September 13, 2004

Translation and analysis

Jonathan Mayhew at Bemsha Swing has posted 14 different translations of a Basho haiku, under the heading "the wisdom of crowds in translation".

A few of the examples:

Britton: A mound of summer grass:
Are warriors' heroic deeds
Only dreams that pass?
Sato: Summer grass: where the warriors used to dream
Hamill: Summer grasses:
all that remains of great soldiers'
imperial dreams
Rexroth:     Summer Grass
where warriors dream.

Jonathan comments that

We might prefer or despise [a] particular version, but the best version is probably the sum total or average of all these. The more you have, the better. Any eccentricity or redundancy simply drops away.

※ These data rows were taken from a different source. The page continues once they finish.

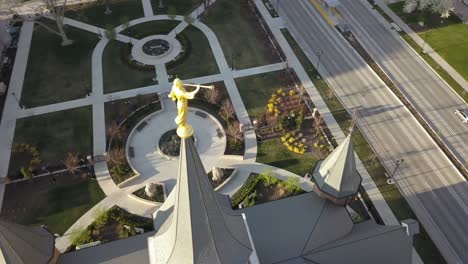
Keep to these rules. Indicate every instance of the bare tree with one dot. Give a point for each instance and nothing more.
(108, 11)
(71, 162)
(233, 130)
(57, 11)
(317, 124)
(172, 12)
(116, 156)
(212, 95)
(226, 110)
(110, 32)
(188, 19)
(114, 131)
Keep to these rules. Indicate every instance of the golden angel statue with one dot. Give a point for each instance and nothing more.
(179, 94)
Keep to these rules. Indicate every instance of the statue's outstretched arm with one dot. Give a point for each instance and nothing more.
(192, 94)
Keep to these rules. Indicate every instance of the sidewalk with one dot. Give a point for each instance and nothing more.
(427, 48)
(374, 194)
(10, 110)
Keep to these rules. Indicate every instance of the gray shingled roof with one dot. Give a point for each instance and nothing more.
(308, 229)
(132, 250)
(23, 244)
(337, 174)
(197, 230)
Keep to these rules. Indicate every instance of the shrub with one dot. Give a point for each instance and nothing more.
(245, 190)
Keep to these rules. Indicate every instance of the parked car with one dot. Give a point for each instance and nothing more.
(463, 114)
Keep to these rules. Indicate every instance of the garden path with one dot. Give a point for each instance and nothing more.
(10, 110)
(147, 8)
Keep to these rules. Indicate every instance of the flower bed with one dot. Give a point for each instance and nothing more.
(119, 168)
(110, 225)
(264, 187)
(226, 173)
(294, 144)
(159, 197)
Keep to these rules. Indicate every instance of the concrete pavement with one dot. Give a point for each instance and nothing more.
(10, 110)
(433, 187)
(371, 189)
(427, 48)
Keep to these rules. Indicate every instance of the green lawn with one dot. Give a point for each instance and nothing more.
(183, 7)
(451, 43)
(423, 243)
(118, 75)
(257, 89)
(151, 28)
(93, 13)
(54, 73)
(57, 133)
(200, 61)
(273, 152)
(430, 20)
(447, 37)
(65, 205)
(239, 34)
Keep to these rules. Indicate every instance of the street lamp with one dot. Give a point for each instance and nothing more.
(398, 163)
(17, 100)
(426, 36)
(319, 55)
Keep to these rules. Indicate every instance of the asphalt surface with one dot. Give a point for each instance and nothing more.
(436, 191)
(431, 96)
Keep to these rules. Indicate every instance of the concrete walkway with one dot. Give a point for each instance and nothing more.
(427, 48)
(147, 8)
(371, 189)
(10, 110)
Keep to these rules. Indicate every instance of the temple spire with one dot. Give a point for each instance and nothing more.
(24, 244)
(336, 177)
(199, 229)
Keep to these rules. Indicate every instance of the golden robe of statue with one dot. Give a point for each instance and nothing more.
(179, 94)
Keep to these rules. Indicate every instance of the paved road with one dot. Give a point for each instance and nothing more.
(433, 187)
(432, 97)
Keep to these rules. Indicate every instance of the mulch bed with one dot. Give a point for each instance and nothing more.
(226, 174)
(159, 197)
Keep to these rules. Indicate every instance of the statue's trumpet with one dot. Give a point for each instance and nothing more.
(211, 87)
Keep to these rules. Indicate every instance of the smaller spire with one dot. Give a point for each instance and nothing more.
(24, 244)
(336, 177)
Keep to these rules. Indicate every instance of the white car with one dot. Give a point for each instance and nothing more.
(462, 114)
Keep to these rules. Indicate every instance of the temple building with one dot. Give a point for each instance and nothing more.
(198, 225)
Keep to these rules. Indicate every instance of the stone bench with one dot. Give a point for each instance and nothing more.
(219, 132)
(131, 152)
(141, 126)
(198, 113)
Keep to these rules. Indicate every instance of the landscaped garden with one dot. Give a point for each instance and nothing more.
(219, 175)
(115, 62)
(446, 36)
(157, 27)
(57, 200)
(218, 104)
(93, 12)
(111, 225)
(179, 7)
(121, 117)
(264, 187)
(423, 243)
(199, 61)
(44, 140)
(55, 73)
(240, 34)
(153, 192)
(288, 140)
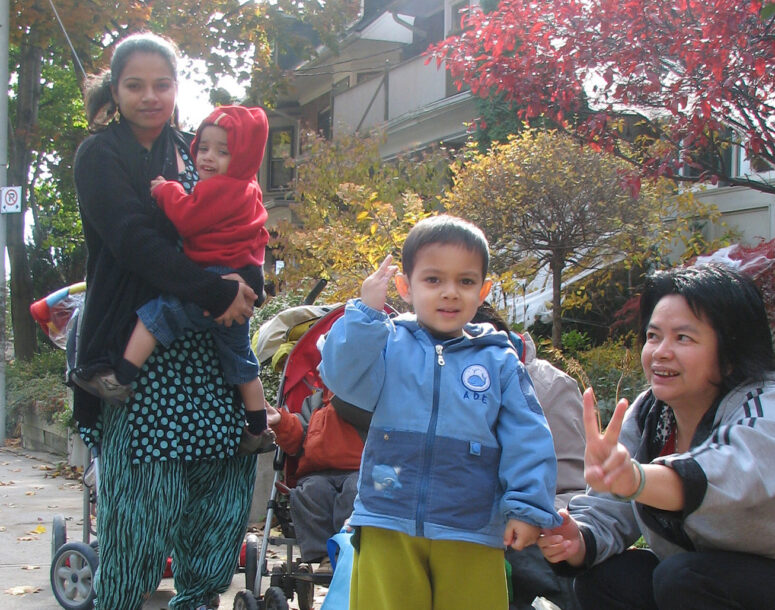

You don't need a mound of grass or a thicket of grass, just plain old natsugusa is fine.

I very much like the idea of looking at a large number of alternative translations, but as a linguist, I want to be able to see an interlinear analysis of the original as well. I don't know any Japanese, but Bill Poser knows a lot, so I asked him, and he was kind enough to supply one (with the Japanese written in romaji):

natsu	kusa	ya
summer	grass	lo!

tsuwa	mono	domo	ga
strong	person	PLURAL	GEN

yume	no	ato
dream	GEN	remains

Bill pointed out that the /k/ of /kusa/ becomes voiced in the compound, so the unparsed original is /natsugusa/. He also observed that

... two different genitive particles are used, /ga/ and /no/. In Modern Standard Japanese /ga/ no longer has this genitive usage, but it used to. The distribution is imperfectly understood but arguably is /ga/ with a human possessor, /no/ with non-human.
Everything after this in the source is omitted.